Shell tables Nigerian restructuring plans

Feb. 25, 2008
Shell Petroleum Development Co. (SPDC) has suspended its plans to restructure its joint venture in Nigeria following a request from Nigeria National Petroleum Corp. (NNPC) to resolve its oil production problems and improve efficiency.

Shell Petroleum Development Co. (SPDC) has suspended its plans to restructure its joint venture in Nigeria following a request from Nigeria National Petroleum Corp. (NNPC) to resolve its oil production problems and improve efficiency. The development leaves in limbo the jobs of 5,000 employees, most of whom are Nigerians.

Shell had announced last November plans to reduce costs by cutting jobs and to boost efficiency and productivity in its JV, which it operates and shares with NNPC, Total, and Agip, as militants and vandals’ attacks on its oil and gas facilities in western Nigeria have shut down 470,000 b/d of oil capacity for the past 2 years. Shell estimated that slimming down the organization will save $200 million/year.

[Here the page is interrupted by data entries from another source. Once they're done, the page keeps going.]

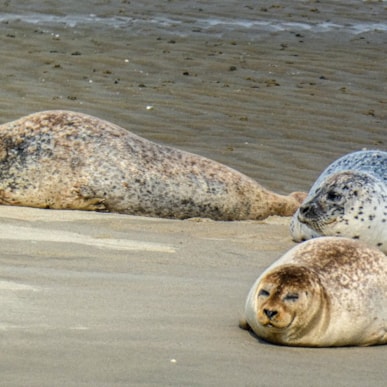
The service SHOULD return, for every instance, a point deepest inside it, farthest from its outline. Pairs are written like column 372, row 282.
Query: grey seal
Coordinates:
column 325, row 292
column 348, row 199
column 68, row 160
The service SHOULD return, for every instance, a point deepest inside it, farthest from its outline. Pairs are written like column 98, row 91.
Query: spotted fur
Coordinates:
column 349, row 199
column 322, row 293
column 68, row 160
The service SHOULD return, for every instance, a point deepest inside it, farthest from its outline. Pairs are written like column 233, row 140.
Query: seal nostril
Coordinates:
column 270, row 313
column 304, row 209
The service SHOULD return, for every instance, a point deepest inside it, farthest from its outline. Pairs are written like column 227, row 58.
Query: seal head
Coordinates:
column 350, row 203
column 290, row 302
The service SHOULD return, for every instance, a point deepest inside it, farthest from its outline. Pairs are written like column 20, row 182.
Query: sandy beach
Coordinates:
column 276, row 90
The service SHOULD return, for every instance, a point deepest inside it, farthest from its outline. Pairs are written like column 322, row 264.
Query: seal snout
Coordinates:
column 270, row 313
column 307, row 210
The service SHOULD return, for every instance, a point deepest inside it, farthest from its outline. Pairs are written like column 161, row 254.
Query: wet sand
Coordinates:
column 100, row 299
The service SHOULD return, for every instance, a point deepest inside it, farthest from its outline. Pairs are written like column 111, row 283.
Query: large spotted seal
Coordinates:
column 324, row 292
column 348, row 199
column 67, row 160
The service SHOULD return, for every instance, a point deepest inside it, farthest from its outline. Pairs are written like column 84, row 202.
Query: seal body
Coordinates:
column 324, row 292
column 68, row 160
column 349, row 199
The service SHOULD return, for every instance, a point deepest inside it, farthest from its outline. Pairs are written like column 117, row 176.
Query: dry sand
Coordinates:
column 101, row 299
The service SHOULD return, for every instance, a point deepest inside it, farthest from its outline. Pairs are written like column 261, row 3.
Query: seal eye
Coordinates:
column 291, row 297
column 263, row 293
column 333, row 196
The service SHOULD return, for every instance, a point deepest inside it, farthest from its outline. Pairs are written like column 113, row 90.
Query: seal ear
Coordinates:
column 243, row 324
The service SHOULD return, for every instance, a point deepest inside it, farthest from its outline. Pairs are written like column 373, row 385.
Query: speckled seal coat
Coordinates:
column 324, row 292
column 68, row 160
column 348, row 199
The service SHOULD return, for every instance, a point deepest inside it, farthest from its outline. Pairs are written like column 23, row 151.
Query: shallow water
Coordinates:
column 275, row 90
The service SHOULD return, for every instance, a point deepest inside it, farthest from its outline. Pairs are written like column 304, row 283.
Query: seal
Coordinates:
column 325, row 292
column 68, row 160
column 348, row 199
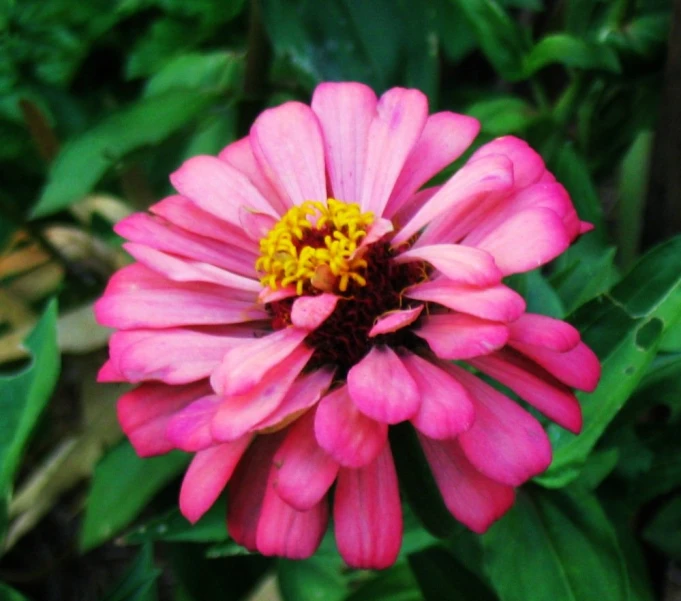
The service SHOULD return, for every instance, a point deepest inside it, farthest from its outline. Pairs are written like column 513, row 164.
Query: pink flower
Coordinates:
column 304, row 291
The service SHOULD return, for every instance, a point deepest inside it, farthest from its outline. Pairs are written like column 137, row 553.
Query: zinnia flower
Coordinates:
column 304, row 291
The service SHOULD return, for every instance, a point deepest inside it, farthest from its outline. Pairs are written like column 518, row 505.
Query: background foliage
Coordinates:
column 100, row 100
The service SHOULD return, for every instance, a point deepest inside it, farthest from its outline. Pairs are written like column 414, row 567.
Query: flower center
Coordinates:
column 314, row 246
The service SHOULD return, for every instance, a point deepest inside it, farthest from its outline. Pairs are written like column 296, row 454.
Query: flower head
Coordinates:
column 307, row 289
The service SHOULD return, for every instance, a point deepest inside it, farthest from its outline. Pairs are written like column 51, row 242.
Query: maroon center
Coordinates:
column 343, row 339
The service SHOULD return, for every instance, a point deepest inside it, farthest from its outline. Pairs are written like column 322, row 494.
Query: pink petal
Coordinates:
column 287, row 143
column 244, row 366
column 305, row 472
column 444, row 138
column 239, row 414
column 255, row 225
column 468, row 188
column 472, row 497
column 144, row 413
column 303, row 394
column 367, row 514
column 207, row 476
column 578, row 368
column 528, row 166
column 349, row 436
column 345, row 112
column 446, row 408
column 505, row 442
column 498, row 303
column 189, row 428
column 166, row 237
column 183, row 270
column 239, row 155
column 550, row 333
column 382, row 388
column 400, row 118
column 460, row 336
column 457, row 263
column 286, row 532
column 136, row 297
column 247, row 489
column 395, row 320
column 185, row 215
column 526, row 241
column 535, row 386
column 174, row 356
column 309, row 312
column 218, row 188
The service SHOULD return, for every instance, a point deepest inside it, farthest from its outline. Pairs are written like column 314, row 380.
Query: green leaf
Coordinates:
column 9, row 594
column 84, row 160
column 216, row 72
column 570, row 51
column 395, row 584
column 138, row 582
column 501, row 116
column 173, row 526
column 314, row 579
column 500, row 38
column 440, row 576
column 121, row 486
column 625, row 329
column 24, row 397
column 381, row 43
column 664, row 531
column 418, row 484
column 552, row 545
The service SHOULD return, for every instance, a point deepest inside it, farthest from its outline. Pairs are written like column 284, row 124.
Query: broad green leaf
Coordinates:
column 418, row 484
column 84, row 160
column 625, row 329
column 570, row 51
column 664, row 530
column 552, row 545
column 440, row 576
column 501, row 116
column 382, row 43
column 314, row 579
column 394, row 584
column 215, row 72
column 24, row 397
column 499, row 36
column 9, row 594
column 121, row 486
column 138, row 584
column 632, row 191
column 173, row 526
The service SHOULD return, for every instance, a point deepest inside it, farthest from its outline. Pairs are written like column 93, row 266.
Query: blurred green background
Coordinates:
column 101, row 100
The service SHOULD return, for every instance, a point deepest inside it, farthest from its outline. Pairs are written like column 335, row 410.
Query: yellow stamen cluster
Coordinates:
column 315, row 243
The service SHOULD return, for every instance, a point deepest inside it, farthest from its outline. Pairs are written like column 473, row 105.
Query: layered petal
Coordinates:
column 459, row 336
column 207, row 475
column 443, row 140
column 305, row 472
column 144, row 413
column 446, row 408
column 498, row 303
column 472, row 497
column 534, row 385
column 345, row 433
column 241, row 413
column 382, row 388
column 287, row 144
column 505, row 442
column 367, row 514
column 397, row 125
column 345, row 112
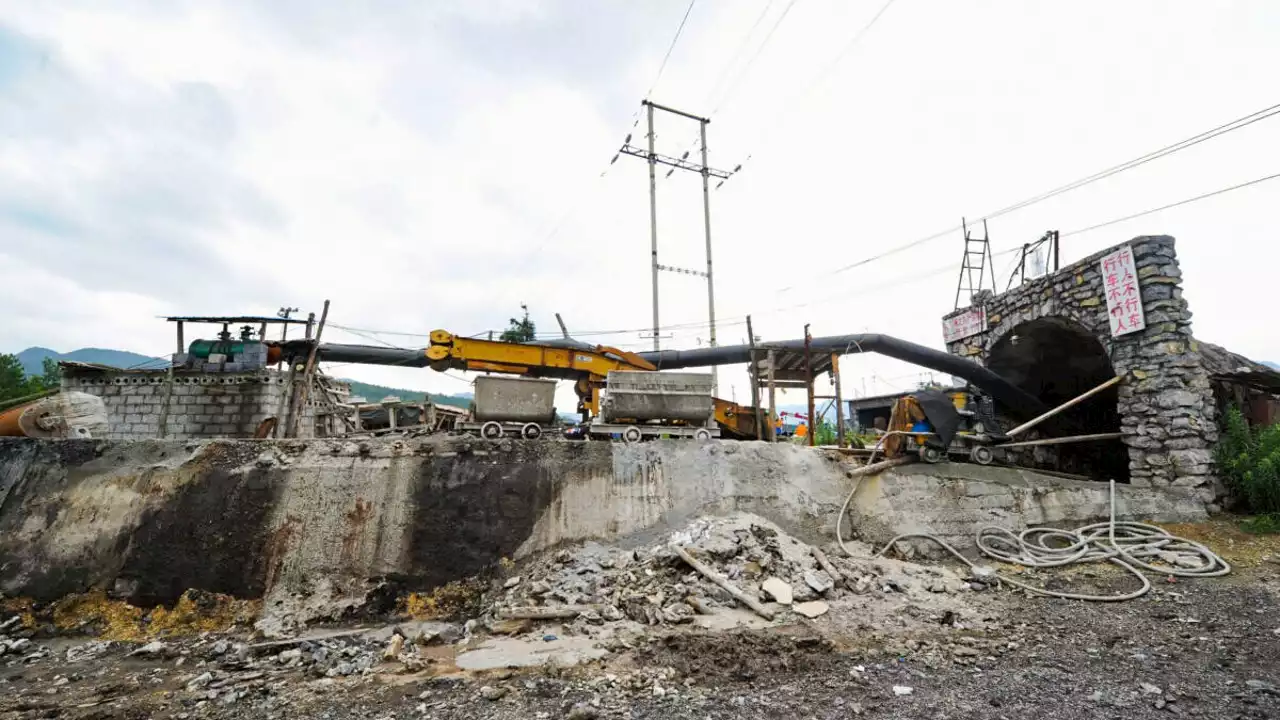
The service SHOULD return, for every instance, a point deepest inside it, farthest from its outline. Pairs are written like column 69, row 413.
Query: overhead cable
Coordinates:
column 672, row 46
column 1141, row 160
column 1187, row 201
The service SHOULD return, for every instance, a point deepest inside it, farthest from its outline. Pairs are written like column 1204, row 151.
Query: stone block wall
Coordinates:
column 1166, row 404
column 200, row 405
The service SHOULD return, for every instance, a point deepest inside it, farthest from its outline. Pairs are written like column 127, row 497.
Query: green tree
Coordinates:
column 13, row 381
column 1248, row 459
column 520, row 331
column 51, row 376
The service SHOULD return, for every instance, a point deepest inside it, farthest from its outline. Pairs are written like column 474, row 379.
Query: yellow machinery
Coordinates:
column 586, row 365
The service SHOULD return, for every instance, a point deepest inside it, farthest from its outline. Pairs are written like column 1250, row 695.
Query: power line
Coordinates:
column 1187, row 201
column 1166, row 150
column 673, row 41
column 1141, row 160
column 819, row 77
column 741, row 48
column 581, row 197
column 746, row 69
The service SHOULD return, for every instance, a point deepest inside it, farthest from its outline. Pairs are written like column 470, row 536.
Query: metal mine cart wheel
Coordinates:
column 929, row 454
column 982, row 455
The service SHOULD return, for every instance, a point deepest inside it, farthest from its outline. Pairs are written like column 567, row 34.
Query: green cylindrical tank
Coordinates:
column 202, row 349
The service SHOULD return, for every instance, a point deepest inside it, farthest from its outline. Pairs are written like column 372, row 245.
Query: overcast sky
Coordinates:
column 434, row 164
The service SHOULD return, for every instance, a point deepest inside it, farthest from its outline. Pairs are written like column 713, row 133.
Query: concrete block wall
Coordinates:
column 200, row 405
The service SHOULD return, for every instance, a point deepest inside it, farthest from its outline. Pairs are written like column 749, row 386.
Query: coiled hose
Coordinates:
column 1125, row 543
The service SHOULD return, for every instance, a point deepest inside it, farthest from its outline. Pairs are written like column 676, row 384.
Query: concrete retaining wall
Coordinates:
column 149, row 519
column 952, row 501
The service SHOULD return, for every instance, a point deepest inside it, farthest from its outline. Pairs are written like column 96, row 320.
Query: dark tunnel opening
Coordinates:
column 1056, row 360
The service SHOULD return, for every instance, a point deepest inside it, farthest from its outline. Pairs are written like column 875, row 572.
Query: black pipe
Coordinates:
column 360, row 354
column 1005, row 392
column 1016, row 400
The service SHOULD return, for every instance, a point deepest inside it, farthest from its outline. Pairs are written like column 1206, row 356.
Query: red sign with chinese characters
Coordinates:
column 1123, row 292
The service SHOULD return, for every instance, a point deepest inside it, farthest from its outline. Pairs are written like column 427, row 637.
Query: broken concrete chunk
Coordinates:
column 394, row 647
column 819, row 580
column 778, row 589
column 510, row 627
column 151, row 648
column 812, row 610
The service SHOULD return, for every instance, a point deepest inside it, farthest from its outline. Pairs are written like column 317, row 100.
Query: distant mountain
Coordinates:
column 33, row 359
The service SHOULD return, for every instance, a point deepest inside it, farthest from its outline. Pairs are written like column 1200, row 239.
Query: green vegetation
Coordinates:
column 1266, row 524
column 16, row 383
column 1248, row 460
column 520, row 331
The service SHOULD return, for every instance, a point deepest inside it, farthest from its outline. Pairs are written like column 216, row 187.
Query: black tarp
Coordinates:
column 941, row 413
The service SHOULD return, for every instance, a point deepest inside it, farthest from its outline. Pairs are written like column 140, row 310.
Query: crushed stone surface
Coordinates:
column 910, row 643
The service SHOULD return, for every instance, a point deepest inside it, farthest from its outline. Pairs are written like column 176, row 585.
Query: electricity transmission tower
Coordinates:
column 681, row 163
column 977, row 258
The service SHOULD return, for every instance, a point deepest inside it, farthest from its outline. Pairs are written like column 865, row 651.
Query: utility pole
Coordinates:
column 808, row 378
column 681, row 163
column 653, row 222
column 707, row 227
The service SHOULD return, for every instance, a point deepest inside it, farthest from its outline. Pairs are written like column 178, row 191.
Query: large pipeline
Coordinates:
column 1010, row 396
column 1013, row 397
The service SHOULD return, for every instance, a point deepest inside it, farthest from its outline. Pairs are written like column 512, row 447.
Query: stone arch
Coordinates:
column 1056, row 359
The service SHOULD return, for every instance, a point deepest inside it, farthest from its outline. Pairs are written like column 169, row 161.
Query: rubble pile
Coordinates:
column 592, row 584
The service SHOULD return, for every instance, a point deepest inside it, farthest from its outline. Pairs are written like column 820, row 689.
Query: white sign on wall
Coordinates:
column 968, row 323
column 1123, row 291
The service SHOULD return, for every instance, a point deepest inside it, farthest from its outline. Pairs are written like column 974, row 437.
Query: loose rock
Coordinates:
column 778, row 589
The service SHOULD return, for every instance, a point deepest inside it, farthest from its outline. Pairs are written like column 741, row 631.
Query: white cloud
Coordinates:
column 410, row 160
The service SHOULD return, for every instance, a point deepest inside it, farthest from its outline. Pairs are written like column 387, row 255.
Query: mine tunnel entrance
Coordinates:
column 1056, row 360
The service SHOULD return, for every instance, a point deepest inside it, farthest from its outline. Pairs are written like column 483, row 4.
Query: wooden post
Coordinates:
column 773, row 400
column 840, row 401
column 1075, row 400
column 808, row 381
column 300, row 395
column 755, row 381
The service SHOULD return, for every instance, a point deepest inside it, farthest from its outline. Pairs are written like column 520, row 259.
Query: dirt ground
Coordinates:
column 1203, row 648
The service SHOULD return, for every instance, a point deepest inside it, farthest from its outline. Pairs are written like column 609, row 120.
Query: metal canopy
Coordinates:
column 238, row 319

A Shell spokesman told OGJ it could not say for how long it would suspend its restructuring, adding that it was continuing talks with NNPC about the problems in western Nigeria. “NNPC has asked for more information about our plans. We don’t know how many jobs will be affected by the restructuring as we haven’t finished working out the details. Figures in the press that it would be 3,000 are pure speculation.”

NNPC head Abubakar Yar’Adua told a parliamentary hearing Feb. 18 that, although it appreciates the production challenges Shell is facing, NNPC had not been consulted before Shell began the exercise. According to Nigerian reports, the federal government plans to bail out Shell and other such companies through a special financial package that would be arranged shortly.

Shell, one of the major operators in Nigeria, has had to struggle to implement its projects in Nigeria because of insecurity in the Niger Delta and because NNPC has failed to contribute its share of funds to the JV. Rising production costs also have exacerbated the problems.

Mutiu Sumonu, Shell’s managing director, told the parliamentary committee that the restructuring was crucial to Shell JV’s survival and would create a synergy between SPDC and Shell Nigeria Exploration & Production Co.

He was quoted in reports as saying: “We used to produce 1 million b/d but due to the Niger Delta crisis, we are struggling to meet up with half of that. There is no access to our production in the west, and we have maintained our staff strength up until this moment. We took a look at our future development plan covering 2008-12 and discovered that business is already half of what it ought to be. The whole business output requires that we take some action in the interest of the business.”